Un rappel brutal des risques pour les soignants cayennais
À Cayenne, la question de la sécurité des professionnels de santé a pris un relief particulier après qu’un infirmier libéral a été braqué alors qu’il se rendait au domicile d’un patient. Selon l’association Prévention sécurité santé Guyane, l’agresseur, qui semblait connaître le passage du soignant, l’a menacé avec un pistolet et s’est emparé de plusieurs effets personnels, dont des bijoux. Ce nouvel épisode de violence intervient alors qu’une journée de formation, co-organisée avec le centre de formation territorial de la Police nationale, s’est tenue la veille pour outiller les soignants face aux situations d’insécurité.
Une session dédiée aux réflexes de protection
La formation a rassemblé 14 participants aux métiers variés: médecins gynécologues, généralistes, sages-femmes, aides-soignants, assistantes et secrétaires médicales, sophrologues et réflexologues. Encadrée par cinq formateurs, la journée a alterné apports théoriques, échanges avec les forces de l’ordre et mises en situation simulant des agressions verbales et physiques. Objectif: identifier des réponses immédiates, simples et proportionnées.
« Cette formation est née du besoin de formation des professionnels de santé pour gérer les situations d'insécurité et d'éventuelles agressions »
explique le Dr Jawad Bensalah, président de l’association organisatrice. Et de préciser l’approche recherchée :
« Le but était de leur transmettre des gestes simples et efficaces pour pouvoir prendre la fuite ou s'éloigner du risque d'agression ou de danger »
Ce qui a été appris concrètement
- Repérer les signaux faibles d’une situation qui se tend (postures, voix, menaces voilées).
- Adopter une communication apaisante et poser des limites claires.

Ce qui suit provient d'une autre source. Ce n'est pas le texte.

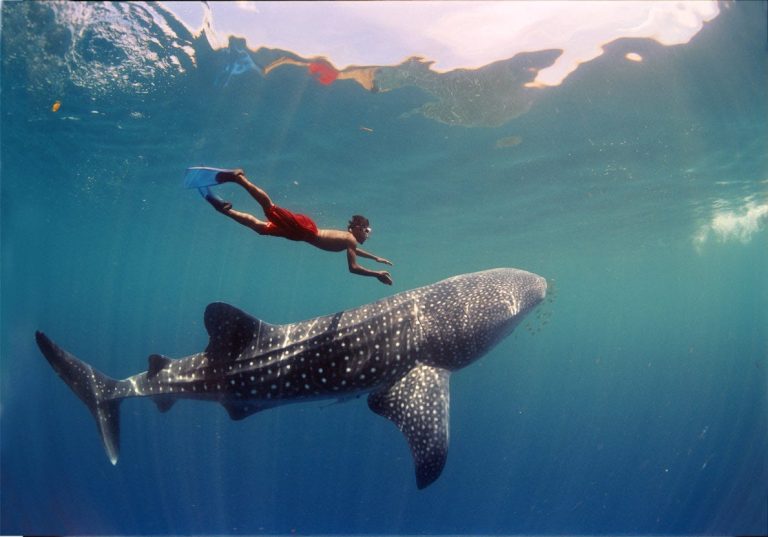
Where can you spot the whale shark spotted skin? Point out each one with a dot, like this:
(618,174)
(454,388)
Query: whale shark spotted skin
(399,350)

- Mettre en œuvre des techniques d’éloignement pour se dégager et quitter les lieux en sécurité.
Ces gestes ne prétendent pas neutraliser le risque mais visent à gagner du temps et à préserver l’intégrité des soignants, en particulier lors d’interventions à domicile, souvent effectuées tôt le matin ou en horaires décalés.
Une coordination en voie de structuration
Début mai, l’association a signé une convention avec l’Agence régionale de santé (ARS). Ce cadre prévoit deux leviers complémentaires: le déploiement de boutons « Police connectée » pour un signalement rapide aux forces de l’ordre, et le recrutement d’un coordinateur dédié aux questions de sécurité des soignants. L’enjeu est d’installer des réflexes partagés entre cabinets, structures de soins et forces de sécurité, pour que l’alerte soit immédiate et la prise en charge plus fluide en cas d’incident.
Organisateurs et déroulé de la journée
| Élément | Détail |
|---|---|
| Organisateurs | Prévention sécurité santé Guyane + Centre de formation territorial de la Police nationale |
| Participants | 14 professionnels de santé et du bien-être |
| Encadrement | 5 formateurs |
| Phases | Théorie et échanges / Simulations d’agressions / Exercices pratiques |
Pourquoi c’est crucial à Cayenne
Les soignants libéraux et salariés interviennent auprès de publics très divers, parfois dans des contextes tendus. À Cayenne, les déplacements pour des soins à domicile multiplient les points de contact avec l’espace public et l’imprévu. La session de formation, comme le dispositif « Police connectée » annoncé, répond à un besoin de prévention et de réflexes opérationnels au plus près du terrain, sans se substituer à l’action judiciaire ni au renforcement du maillage de sécurité.
Après le braquage, un impératif: prévenir et signaler
L’agression visant l’infirmier en tournée rappelle l’importance de signaler systématiquement les faits et de partager les informations utiles entre collègues, pour adapter si nécessaire les tournées, les horaires ou les consignes internes. Les organisateurs entendent prolonger cette première journée par d’autres sessions, afin de diffuser des pratiques communes simples: évaluation des risques avant intervention, procédures d’alerte claires, et coordination avec les forces de l’ordre en cas de menace avérée.
La combinaison entre formation, outils d’alerte et appui des autorités sanitaires ouvre une piste de réponse concrète: aider celles et ceux qui soignent à continuer d’exercer, sans s’exposer inutilement, et à protéger leur capacité d’intervention au service des patients à Cayenne.